Stretching from 1969 to 1991, the film is based on the series of killings that petrified San Francisco during the ’70s, and more specifically on the book written about them by Robert Graysmith. Played by a typically puppyish Jake Gyllenhaal, Graysmith was a San Francisco Chronicle cartoonist whose fascination with the murders engendered a kind of partnership with foppishly dissolute crime editor Paul Avery (a wrapped gift of a part for Robert Downey Jr), mirrored in the investigations of police detectives Mark Ruffalo and Anthony Edwards.
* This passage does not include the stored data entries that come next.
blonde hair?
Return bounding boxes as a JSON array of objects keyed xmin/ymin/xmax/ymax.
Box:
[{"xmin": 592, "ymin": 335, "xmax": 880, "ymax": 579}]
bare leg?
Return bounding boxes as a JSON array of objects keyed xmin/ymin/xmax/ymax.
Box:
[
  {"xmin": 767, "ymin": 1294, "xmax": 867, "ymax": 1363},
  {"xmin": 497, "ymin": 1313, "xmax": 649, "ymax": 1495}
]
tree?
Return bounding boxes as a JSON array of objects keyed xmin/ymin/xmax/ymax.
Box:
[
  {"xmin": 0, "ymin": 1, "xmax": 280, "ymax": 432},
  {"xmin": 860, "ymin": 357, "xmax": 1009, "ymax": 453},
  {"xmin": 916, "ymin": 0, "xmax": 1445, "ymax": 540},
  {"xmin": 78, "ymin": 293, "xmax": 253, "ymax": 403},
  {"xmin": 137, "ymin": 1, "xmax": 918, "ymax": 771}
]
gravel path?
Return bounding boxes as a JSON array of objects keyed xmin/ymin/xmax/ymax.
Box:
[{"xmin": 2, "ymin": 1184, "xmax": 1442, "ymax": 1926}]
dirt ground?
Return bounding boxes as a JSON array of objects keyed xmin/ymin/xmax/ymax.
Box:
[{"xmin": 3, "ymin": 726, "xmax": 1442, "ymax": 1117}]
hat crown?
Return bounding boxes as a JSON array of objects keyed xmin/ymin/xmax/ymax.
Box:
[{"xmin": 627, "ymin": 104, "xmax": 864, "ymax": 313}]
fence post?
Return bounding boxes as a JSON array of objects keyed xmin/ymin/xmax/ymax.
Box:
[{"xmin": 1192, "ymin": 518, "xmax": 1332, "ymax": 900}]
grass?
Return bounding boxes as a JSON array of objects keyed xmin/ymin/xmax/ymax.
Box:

Portraying the Zodiac’s attack on a young couple in a car in a deserted make-out spot, the opening scene – one of several bravura suspense sequences – can’t help but recall slasher convention; the investigation that follows seems like a pacey procedural. But the clues don’t quite fit together, the solution doesn’t come, and as procedure sprawls into obsession the tone shifts from genre picture to something more like curious observation – sometimes sympathetic, sometimes almost mocking – of the refusal to let go. Perhaps some puzzles should be set aside.